Machine Learning and Phonological Classification

Moritz Neugebauer

Previous approaches to machine learning in the field of phonology focus on phonotactic rules or constraints depending on the theoretical framework. However, rather than exploring possible sound combinations within the syllable domain the focus in this paper is on the segment. Here, we investigate possible well-formed combinations of phonological features within a segment. Therefore, our work is based on the assumption that speech sounds are composed of a finite set of phonological features and that feature combinations are partially predictable. In this paper, classes of speech sounds are presented as the result of generalizations over complex segmental feature structures. It is assumed that logical interdependencies between subsegmental articulatory features such as set relations can be extracted from representations which are multilinear in nature. Thus, the talk builds on a constraint-based model of speech recognition (cf.

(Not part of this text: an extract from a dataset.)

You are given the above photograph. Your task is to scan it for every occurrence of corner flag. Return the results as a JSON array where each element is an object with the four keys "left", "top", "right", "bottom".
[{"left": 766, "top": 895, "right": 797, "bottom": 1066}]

Carson-Berndsen 1998) which provides for the extracted featural information in a multilinear format. By constructing inheritance hierarchies over the set of given features, we provide for a backbone of the recognition system since underspecified feature slots can be overcome simply by reference to our previously built knowledge representation formalism. Even in cases where no single solution to an underspecified representation can be delivered, our approach still puts us in a position where we can compute the set of possible sounds. By this method, we reduce the set of possible well-formed feature structures significantly.